Business Structuring Types

  • Sole proprietorship
  • Partnership
  • Limited Liability Company
  • S Corporation
  • C Corporation

Sole Proprietorship

This is the most common, and cheapest, form of business structuring. It allows you to use a legal business name, and that’s pretty much it. There is no financial or legal protection of any sort. If there’s a problem, it comes down on you, your savings, your home, your car, your boat, and any and every other personal and real asset you own. However, you can start writing off business expenses, including a home office.

Partnership

Two or more people come together and share in the risks and the rewards of the business. Many single-property projects that are called joint ventures are in fact partnerships built around a single property. This is one of the reasons why you will see numerous investors who are in completely separate joint ventures with other investors. Each property is inside its own partnership agreement or other corporate entity.

Limited Liability Company

Many people mistakenly refer to this as a “limited liability corporation” but in fact an LLC is more like a partnership than a corporation. LLCs have become very popular in recent years for real estate investors, as they are less expensive and often require less administration than corporations, but still provide excellent liability protection.

S Corporation

The S corp is the “Small” version of the C corporation. It’s simpler to administrate than a C corp, but harder than an LLC. Similarly, the financial tax benefits kick in at a higher revenue level than an LLC.

C Corporation

The Daddy of all business structures, the C corp has the highest administrative burden, but generally provides the greatest legal and financial protection. Of course, you need to be generating something like $100K a year before this even becomes an option for most investors.

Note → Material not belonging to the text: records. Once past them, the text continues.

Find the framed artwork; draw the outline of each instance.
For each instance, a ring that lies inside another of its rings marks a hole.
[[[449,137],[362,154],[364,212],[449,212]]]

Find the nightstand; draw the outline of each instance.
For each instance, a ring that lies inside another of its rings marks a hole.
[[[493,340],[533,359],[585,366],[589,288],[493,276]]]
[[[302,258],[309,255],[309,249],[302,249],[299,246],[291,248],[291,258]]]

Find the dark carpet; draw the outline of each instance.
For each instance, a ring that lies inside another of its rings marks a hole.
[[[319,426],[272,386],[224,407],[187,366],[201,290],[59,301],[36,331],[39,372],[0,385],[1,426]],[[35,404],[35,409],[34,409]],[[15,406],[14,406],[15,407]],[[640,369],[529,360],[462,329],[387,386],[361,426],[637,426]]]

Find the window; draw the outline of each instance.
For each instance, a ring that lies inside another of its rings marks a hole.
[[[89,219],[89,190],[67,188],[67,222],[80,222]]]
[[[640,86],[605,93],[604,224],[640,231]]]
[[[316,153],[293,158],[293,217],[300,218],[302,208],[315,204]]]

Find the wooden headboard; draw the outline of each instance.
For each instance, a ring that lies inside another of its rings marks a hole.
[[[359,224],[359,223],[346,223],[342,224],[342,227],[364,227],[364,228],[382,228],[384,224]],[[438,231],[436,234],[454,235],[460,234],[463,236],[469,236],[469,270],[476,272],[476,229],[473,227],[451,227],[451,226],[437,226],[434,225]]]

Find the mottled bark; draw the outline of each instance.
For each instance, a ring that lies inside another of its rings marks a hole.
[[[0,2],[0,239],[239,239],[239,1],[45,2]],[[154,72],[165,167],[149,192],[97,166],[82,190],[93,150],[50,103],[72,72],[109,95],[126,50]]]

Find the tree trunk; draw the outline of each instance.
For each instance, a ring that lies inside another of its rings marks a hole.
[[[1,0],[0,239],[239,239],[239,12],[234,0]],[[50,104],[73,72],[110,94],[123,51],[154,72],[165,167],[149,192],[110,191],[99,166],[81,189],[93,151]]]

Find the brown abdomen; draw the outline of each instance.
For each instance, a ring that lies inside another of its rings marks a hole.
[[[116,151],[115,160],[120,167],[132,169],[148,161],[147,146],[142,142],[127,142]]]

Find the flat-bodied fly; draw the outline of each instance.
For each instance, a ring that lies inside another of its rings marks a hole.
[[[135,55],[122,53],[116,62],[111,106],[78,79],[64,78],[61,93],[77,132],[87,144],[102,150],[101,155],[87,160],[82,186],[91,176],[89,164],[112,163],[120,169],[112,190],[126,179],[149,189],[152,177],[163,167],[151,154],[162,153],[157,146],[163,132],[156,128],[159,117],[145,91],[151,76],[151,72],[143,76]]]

The best way to determine the business structuring right for you is to ask yourself a few key questions and share the answers with your mentor, attorney, CPA, financial planner, and marketing team or consultant (believe it or not, how you set up your business can affect how well you get found in Google, and how you market your services). After you’ve gotten all their feedback, then you can weigh the information and make the best decision for you.

Here are a few questions to consider, in no particular order (remember to invite input from your professionals as well):

  • How good are you at maintaining records?
  • Will your properties ever be occupied by tenants?
  • Will you be joint venturing/partnering with other investors, and if so, how often?
  • Will you be working from home, or from an office?
  • Do you own your own home or any other significant personal or real assets?
  • How much will you make from investing this year?
  • Will you be using your own funds to invest, and if so, what financial vehicles are the cash in?
  • Are you looking to get found online by prospective sellers or buyers?
  • Will you be engaged in construction or remodeling, personally or through subcontractors?

Proper business structure is only one side of preparation. In my free video “Seven Biggest Mistakes in Portland Real Estate Investing” at HowToInvestInRealEstatePortland.com I also talk about the members you want to have on your real estate investing “dream team.” So make sure you’re making money in real estate first. Then get your business structuring in order, make sure you are surrounding yourself with the best teams to protect your assets and to take your business forward, and you will enjoy peace of mind as well as wealth of household. Take action and prosper.